Afrique du Sud : Les universités s’améliorent, doucement

« Les universités sud-africaines sont les meilleures du continent. Il n’y a même pas de comparaison possible. » Le célèbre professeur d’études politiques Achille Mbembé est originaire du Cameroun mais enseigne, depuis dix ans, à l’Université de Witwatersrand de Johannesburg.

« Wits » n’a rien à envier aux meilleures universités européennes.

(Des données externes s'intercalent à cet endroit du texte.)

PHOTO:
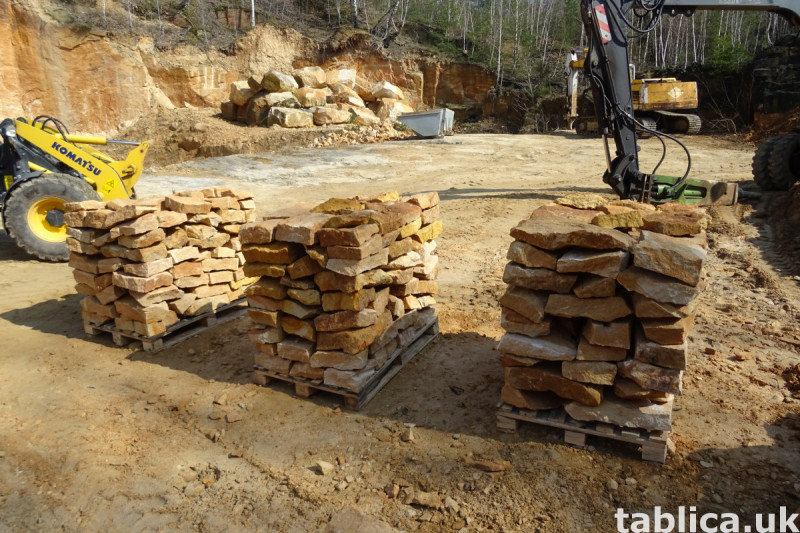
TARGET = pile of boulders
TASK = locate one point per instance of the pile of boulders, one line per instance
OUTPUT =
(146, 263)
(598, 308)
(344, 285)
(311, 96)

Les amphithéâtres sont immenses, les infrastructures sportives grandioses, et le bâtiment principal ressemble à un temple classique de l’époque romaine. « Alors que toutes les universités africaines souffrent d’une réduction des budgets et de la fuite des cerveaux, poursuit Mbembé, l’Afrique du Sud suit le chemin inverse : les budgets augmentent et les intellectuels sont revenus à la fin de l’apartheid. » L’éducation reçoit 20 % des dépenses totales de l’Etat, et 2,8 % du budget est consacré à l’enseignement supérieur. Dans la Constitution de la nouvelle démocratie, l’enseignement occupe une place privilégiée. Il est établi que « l’Etat a le devoir, à travers des mesures responsables, de rendre l’éducation supérieure accessible à tous, progressivement. »

L’Etat a le devoir, à travers des mesures responsables, de rendre l’éducation supérieure accessible à tous, progressivement.

Les termes de la Constitution sont prudents car les défis sont immenses. 85 % de la population sud-africaine part avec un retard presque insurmontable. Pendant les quarante années d’apartheid, Noirs et Métisses n’avaient pas le droit à un enseignement de qualité. Encore aujourd’hui, 65 % des Blancs vont à l’université, contre seulement 14 % des Noirs. Ces chiffres sont la conséquence des problèmes d’éducation sur le long terme. Les élèves issus de familles plus aisées se regroupent dans des écoles privées alors que le reste de la population n’a d’autre choix que d’apprendre dans des salles de classe bondées, avec des professeurs peu qualifiés. Simphiwe, 17 ans, vit dans un bidonville à la périphérie de Johannesburg. Il a été refusé à l’université et pourtant il est l’un des meilleurs élèves de son école. « Nos profs ne savent rien, souffle-t-il, désabusé. Ils retranscrivent au tableau ce qui est écrit dans nos livres et nous interdisent de poser des questions si on ne comprend pas… » La mère de Simphiwe gagne 1 300 rands par mois, soit 184 francs. Une année d’enseignement à l’université coûte en moyenne trente fois plus que son salaire mensuel. Mais, grâce à un système de bourses performant mis en place par l’Etat, son éducation aurait pu être prise en charge entièrement. En réalité, la quasi-totalité du budget de l’Etat pour l’enseignement supérieur (18,5 milliards de rands, 2,6 milliards de francs) part dans les bourses. Toutes les universités sont privées, « autosuffisantes », mais pratiquent des prix déraisonnables dans un pays en développement. Alors, c’est à l’Etat d’aider les familles. Ou aux élèves étrangers de payer le prix fort.

L’Afrique du Sud attire de plus en plus d’étudiants africains. Autrefois, ils auraient préféré l’Europe ou les Etats-Unis, mais aujourd’hui le premier choix se tourne vers Johannesburg ou Le Cap. La « locomotive de l’Afrique » offre un enseignement excellent, la vie est moins chère et la différence culturelle moins importante. Sans compter que les visas pour venir étudier en Europe sont de plus en plus difficiles à obtenir. Sur le million d’étudiants des universités sud-africaines, 200 000 sont étrangers. Une forte proportion dont se plaignent régulièrement les syndicats étudiants, arguant que les étrangers « volent les places des Sud-Africains ». Et pourtant, ce sont eux qui font vivre financièrement les universités en dépensant plus du double pour leurs études (en moyenne 60 000 rands à l’année, soit 8 400 francs) et ils sont souvent beaucoup mieux formés que la majorité des Sud-Africains noirs.
Cette « nouvelle carte d’émigration intellectuelle du Sud vers le Sud », comme l’appelle le professeur Achille Mbembé, est une chance pour élever le niveau des universités du pays. « Grâce à la crise financière et au repli des universités européennes vis-à-vis des étrangers, les intellectuels africains ont désormais la chance de suivre un enseignement de qualité, moins cher, sans devoir partir en Europe. » Encore faut-il que la majorité des Sud-Africains puissent un jour avoir le niveau requis pour y accéder.